Granted, a baby stroller might serve as a flashing red neon. But how to tell the truly homeless from a terrible teenage fashion trend with 100 percent accuracy?
Who would think that anyway?
In that vein, it’s not very comforting to consider an AI-navigated vehicle running down such a checklist, either.
Better the self-driving car just steer to the side, as far away from all the people it can get. Even better: How about self-driving cars that don’t have brakes that fail?
And thus comes the rather ridiculous side of MIT’s “Moral Machine.”
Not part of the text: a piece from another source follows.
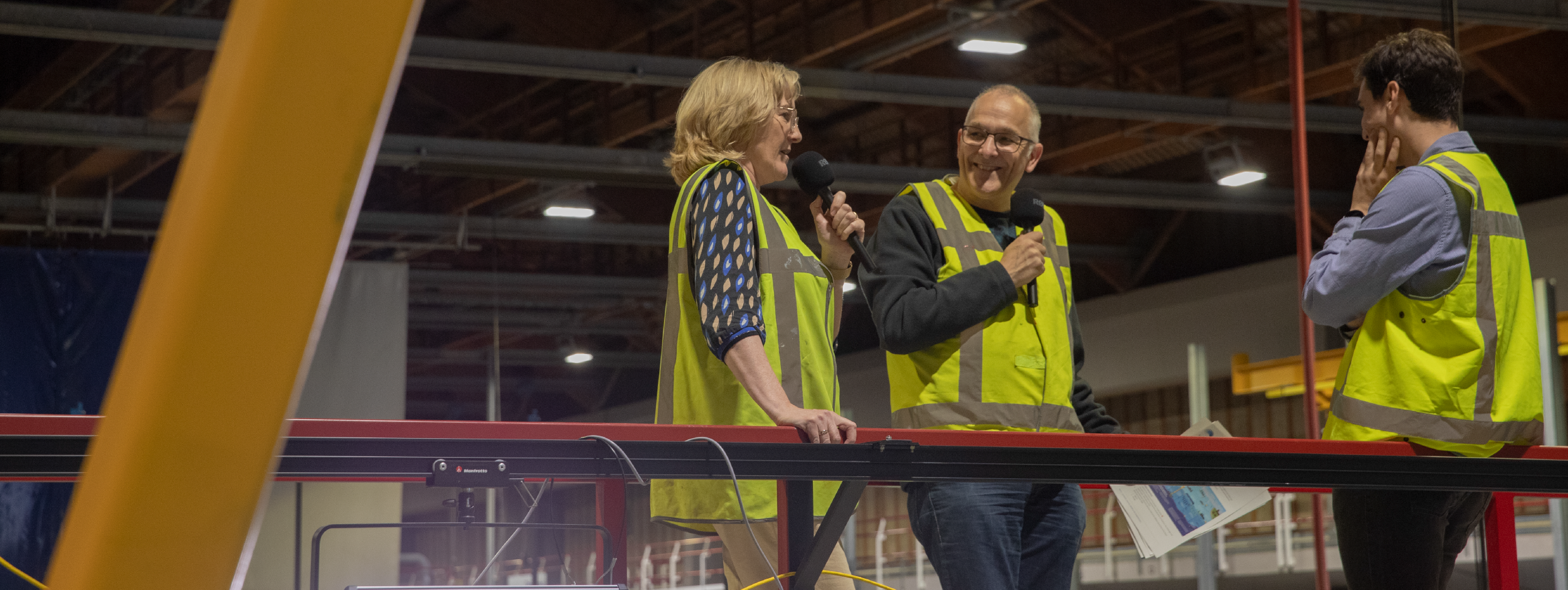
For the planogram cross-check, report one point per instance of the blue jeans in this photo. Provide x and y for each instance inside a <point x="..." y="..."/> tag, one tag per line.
<point x="999" y="535"/>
Not only is it impossible for this moral test to account for every possible moral and road safety situation that could arise in life. But it’s also impossible for engineers to guarantee design and construction of a self-driving vehicle that would be completely free of electrical or mechanical or technological problems that would jeopardize passengers’ or pedestrians safety.
Nonetheless, scientists, engineers and researchers are truly trying to glean information from this site, and similar studies on human morality and the process by which people decide right from wrong, good from bad, acceptable from unacceptable, in order to improve the technology that one day breeds successful self-driving vehicles.
MIT’s bills its site as a research way of crowdsourcing data to build a “picture of human opinion on how machines should make decisions when faced with moral dilemmas” and to foster “discussion of potential scenarios of moral consequence,” the site states.
But if the science world truly wanted to help citizens become safer drivers, researchers would look first at what’s most easily fixed, and having exhausted those possibilities, then and only then move on to the comparatively more complex matter of self-driving vehicles.
How about paving more roads so drivers aren’t forced to battle overly congested commutes?
How about building more subway systems and expanding existing rails so those in the suburban areas aren’t forced into fatiguing drives to and from work?
How about pushing back against Smart Growth centralized plans for communities that put all the people in highly populated living areas, often without providing proper public transportation options? Or, better yet, pushing back against Smart Growth plans in general that keep off limits to development all the millions of acres of open space in America and that simply limit humans’ abilities to spread out, absent government and environmental resistance?
How about cars that are better made — brakes that last longer, stop at shorter distances without skidding, that don’t lock on ice? How about windows that de-ice, de-fog — and stay that way? Mirrors that “see” in 360 degrees, windshield wipers that actually last?
How about more police dedicated to patrolling for aggressive and angry drivers?
All of these suggestions, and more, stand just as good a chance of reeling in driver accident stats as the self-driving car theory. And their common denominator?
None remove the human from driver’s seat.
None require a piece of machinery to make a human decision. Aren’t they worth that old-college try?
After all, ask most people in a crosswalk which they’d rather see bearing down on them, a car with a human driver or one with an empty front seat, and chances are they’ll pick the former. There’s just something comforting about humans that machinery can’t match.